Blue Crush works best as a travelogue for Oahu and the Hawaiian island's fantastic surf. Director John Stockwell energizes routine long-board sequences with daredevil camera angles and a dynamic pop-rock soundtrack. The film's never at a loss for sand, sun, or skin.
But once Crush aspires to be anything but a "beach & babes" bash, the entire production runs aground like a beached whale. Anne Marie enters an unlikely relationship with an out-of-town hunk (Matthew Davis), despite the fact that he's an NFL quarterback and she's a headstrong housekeeper at a local resort. And one unconvincing subplot has Anne Marie juggling the welfare of her 14-year-old sister (their mother ran out on them years ago). Even Disney's animated Lilo & Stitch, which featured Hawaiian sisters in a similar situation, was smart enough to realize that Social Services would be all over this case with a fine-tooth beach comb.
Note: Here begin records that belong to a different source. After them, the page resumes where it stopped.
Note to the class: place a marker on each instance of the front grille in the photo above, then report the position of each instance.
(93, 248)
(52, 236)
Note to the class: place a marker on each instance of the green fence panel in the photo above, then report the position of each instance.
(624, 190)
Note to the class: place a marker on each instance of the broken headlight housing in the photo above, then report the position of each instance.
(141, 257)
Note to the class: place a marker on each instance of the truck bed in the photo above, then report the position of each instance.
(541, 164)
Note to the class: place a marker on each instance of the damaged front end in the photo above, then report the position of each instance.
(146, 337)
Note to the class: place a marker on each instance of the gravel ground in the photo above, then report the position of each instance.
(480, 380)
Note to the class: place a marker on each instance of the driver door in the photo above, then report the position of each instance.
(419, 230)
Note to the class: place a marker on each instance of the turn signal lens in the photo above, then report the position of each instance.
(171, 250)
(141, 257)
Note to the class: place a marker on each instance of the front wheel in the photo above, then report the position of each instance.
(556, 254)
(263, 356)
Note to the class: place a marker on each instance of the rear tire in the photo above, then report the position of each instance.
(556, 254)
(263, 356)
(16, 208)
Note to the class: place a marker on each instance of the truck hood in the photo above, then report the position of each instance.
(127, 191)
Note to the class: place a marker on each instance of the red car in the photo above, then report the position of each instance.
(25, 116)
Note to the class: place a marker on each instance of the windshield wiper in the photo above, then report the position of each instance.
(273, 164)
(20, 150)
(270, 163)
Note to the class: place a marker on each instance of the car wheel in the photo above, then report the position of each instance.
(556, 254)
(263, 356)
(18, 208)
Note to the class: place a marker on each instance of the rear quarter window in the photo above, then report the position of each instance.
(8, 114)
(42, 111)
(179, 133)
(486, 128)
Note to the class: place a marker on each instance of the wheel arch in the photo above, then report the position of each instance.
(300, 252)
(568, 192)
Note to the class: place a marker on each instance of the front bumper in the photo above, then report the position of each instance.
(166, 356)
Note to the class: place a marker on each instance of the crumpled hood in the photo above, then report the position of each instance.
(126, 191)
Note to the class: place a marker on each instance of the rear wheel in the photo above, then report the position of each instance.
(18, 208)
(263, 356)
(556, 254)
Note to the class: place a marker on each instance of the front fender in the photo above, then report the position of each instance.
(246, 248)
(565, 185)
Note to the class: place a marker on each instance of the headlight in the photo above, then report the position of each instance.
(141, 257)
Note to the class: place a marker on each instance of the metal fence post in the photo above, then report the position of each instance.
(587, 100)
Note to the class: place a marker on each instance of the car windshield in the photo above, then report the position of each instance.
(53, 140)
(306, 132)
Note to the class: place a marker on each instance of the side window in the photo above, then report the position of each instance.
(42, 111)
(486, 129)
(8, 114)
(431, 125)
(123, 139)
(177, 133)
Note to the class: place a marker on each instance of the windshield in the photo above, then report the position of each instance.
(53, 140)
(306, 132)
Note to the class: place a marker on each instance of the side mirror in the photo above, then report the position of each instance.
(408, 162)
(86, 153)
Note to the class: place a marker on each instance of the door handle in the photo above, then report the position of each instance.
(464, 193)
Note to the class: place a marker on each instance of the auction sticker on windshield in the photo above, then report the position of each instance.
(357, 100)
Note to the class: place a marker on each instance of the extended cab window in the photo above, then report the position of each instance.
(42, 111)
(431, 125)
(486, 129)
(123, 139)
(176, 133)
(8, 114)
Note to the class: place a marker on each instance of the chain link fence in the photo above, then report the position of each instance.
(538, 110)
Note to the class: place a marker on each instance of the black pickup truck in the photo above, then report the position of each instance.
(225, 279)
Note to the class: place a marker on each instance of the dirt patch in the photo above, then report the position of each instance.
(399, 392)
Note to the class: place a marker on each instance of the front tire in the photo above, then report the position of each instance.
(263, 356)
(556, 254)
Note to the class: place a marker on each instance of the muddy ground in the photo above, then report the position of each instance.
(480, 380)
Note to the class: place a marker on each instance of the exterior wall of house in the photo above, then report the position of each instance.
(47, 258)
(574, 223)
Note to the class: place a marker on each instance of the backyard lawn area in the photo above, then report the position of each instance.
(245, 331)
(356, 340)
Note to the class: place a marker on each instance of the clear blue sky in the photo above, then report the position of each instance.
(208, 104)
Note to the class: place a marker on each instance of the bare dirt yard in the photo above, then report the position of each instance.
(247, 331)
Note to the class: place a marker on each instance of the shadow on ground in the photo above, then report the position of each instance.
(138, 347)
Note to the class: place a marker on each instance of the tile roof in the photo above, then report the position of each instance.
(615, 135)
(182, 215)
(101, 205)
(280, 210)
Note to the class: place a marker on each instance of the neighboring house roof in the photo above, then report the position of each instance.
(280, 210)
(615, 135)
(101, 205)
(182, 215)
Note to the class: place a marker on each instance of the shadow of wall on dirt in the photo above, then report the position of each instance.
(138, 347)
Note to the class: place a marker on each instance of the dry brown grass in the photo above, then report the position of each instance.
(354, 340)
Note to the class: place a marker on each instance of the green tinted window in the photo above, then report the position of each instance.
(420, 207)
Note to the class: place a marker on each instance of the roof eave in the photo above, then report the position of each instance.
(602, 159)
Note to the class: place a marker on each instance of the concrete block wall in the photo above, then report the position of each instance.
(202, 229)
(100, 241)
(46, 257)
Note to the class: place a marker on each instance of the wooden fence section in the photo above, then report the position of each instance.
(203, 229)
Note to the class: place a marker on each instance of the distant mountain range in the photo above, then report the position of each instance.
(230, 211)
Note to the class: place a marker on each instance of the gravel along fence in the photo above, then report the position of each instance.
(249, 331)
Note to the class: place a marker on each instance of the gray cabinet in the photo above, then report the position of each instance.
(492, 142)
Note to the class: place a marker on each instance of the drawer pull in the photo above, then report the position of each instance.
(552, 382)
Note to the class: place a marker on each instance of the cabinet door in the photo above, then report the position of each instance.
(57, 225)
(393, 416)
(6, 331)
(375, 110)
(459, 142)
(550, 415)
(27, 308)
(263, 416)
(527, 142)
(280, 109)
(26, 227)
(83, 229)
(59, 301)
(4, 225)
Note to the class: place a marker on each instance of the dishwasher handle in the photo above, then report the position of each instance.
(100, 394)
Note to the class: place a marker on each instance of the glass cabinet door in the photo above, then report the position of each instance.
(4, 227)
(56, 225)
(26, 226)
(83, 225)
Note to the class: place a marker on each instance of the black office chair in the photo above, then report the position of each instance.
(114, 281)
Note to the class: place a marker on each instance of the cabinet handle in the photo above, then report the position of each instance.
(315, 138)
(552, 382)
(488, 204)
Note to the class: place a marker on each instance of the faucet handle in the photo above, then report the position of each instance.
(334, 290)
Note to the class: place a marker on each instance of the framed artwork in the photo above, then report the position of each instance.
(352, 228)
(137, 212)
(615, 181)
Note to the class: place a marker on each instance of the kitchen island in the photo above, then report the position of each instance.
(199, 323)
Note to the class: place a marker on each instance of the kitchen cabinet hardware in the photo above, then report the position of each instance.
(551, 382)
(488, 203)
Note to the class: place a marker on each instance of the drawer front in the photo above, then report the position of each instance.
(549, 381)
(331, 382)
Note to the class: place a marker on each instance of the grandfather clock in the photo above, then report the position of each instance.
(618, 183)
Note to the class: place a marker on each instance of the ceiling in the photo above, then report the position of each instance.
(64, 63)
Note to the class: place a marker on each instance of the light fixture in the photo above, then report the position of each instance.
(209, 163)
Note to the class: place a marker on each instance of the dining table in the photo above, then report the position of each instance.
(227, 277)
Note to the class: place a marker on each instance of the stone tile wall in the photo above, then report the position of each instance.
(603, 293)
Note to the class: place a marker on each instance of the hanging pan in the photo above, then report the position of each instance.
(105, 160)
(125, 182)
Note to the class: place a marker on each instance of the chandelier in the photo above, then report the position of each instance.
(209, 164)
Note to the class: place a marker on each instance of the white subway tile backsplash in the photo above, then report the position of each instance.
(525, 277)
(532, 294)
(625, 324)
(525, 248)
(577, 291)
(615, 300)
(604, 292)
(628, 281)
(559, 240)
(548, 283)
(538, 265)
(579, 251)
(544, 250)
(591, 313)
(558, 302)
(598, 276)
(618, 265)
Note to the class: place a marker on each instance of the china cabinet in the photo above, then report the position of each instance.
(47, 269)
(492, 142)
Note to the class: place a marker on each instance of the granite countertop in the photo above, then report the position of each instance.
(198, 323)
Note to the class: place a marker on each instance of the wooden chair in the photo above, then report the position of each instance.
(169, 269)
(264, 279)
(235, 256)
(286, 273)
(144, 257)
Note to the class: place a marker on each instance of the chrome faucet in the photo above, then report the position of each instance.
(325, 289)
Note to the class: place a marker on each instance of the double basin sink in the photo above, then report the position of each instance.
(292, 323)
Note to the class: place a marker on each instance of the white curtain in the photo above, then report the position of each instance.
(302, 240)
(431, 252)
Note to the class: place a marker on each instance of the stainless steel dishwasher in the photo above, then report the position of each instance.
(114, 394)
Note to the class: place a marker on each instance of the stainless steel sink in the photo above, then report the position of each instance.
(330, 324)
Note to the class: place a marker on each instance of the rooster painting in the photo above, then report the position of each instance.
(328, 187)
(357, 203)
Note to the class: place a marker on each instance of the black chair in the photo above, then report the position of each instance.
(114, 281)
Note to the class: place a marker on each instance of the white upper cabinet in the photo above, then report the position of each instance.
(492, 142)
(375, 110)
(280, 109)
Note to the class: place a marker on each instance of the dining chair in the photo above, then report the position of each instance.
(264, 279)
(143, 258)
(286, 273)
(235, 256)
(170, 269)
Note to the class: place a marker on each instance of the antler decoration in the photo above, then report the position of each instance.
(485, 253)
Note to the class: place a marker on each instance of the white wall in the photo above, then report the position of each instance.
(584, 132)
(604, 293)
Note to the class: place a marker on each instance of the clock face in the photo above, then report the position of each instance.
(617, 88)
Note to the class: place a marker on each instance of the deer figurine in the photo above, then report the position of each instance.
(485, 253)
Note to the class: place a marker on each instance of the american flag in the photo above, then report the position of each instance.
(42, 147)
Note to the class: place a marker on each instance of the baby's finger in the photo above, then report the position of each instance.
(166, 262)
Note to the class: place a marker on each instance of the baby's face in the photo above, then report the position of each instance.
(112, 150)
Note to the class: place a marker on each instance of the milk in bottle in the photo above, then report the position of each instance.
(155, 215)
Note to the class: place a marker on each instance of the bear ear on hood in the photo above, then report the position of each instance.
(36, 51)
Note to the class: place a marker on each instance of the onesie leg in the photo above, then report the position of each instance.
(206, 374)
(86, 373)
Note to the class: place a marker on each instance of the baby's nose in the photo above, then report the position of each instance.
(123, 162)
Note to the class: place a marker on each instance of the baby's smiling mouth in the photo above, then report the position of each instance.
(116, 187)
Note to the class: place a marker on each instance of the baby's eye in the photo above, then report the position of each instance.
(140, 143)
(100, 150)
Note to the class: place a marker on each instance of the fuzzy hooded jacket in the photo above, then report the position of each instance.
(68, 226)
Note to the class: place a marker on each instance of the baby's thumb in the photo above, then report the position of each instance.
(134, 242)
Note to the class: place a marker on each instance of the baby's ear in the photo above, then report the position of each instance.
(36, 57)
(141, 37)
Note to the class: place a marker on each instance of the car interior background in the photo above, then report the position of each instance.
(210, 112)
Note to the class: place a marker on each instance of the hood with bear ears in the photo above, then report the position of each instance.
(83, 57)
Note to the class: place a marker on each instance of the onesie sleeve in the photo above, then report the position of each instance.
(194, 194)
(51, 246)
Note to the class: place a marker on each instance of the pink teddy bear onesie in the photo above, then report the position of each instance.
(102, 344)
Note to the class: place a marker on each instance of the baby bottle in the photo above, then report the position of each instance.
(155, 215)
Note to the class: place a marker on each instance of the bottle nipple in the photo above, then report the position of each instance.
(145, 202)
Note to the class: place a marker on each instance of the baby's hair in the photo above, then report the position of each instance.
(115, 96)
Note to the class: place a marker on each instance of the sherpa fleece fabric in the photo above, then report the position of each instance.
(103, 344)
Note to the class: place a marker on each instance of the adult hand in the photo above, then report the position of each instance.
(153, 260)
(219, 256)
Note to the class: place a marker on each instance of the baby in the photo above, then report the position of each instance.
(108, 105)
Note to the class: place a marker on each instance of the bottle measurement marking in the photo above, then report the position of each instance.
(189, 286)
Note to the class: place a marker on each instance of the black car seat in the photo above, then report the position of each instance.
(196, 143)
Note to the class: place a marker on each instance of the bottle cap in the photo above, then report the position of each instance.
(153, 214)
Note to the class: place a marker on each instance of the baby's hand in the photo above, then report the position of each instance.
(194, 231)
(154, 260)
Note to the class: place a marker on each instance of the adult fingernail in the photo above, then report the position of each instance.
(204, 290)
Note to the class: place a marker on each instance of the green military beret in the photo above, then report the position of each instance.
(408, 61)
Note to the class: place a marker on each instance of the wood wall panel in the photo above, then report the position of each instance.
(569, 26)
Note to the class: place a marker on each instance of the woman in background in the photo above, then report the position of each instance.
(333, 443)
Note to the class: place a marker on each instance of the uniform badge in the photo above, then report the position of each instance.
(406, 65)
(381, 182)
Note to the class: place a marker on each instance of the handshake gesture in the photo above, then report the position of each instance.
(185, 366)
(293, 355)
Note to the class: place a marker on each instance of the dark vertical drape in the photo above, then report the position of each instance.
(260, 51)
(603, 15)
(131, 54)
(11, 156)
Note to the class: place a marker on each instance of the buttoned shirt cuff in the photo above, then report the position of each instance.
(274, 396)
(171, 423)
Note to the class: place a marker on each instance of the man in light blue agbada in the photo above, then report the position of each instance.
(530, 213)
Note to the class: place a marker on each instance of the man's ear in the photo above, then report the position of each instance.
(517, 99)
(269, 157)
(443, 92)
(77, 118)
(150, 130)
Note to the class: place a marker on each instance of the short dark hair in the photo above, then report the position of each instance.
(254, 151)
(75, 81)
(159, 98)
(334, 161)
In an attempt to flush out Orlean's original article, screenwriter Lizzy Weiss overlooks the inherent drama of a woman attempting to compete in a male-dominated sport and aims for implausible and tired clichés. Crush builds without logic, picking up and dropping plot points or character traits when it needs to manipulate emotions. The sunny disposition proposed by Crush gets blocked out, and the endless crashing wave sequences will likely leave you feeling waterlogged.
All I need is a bikini top and same tasty waves.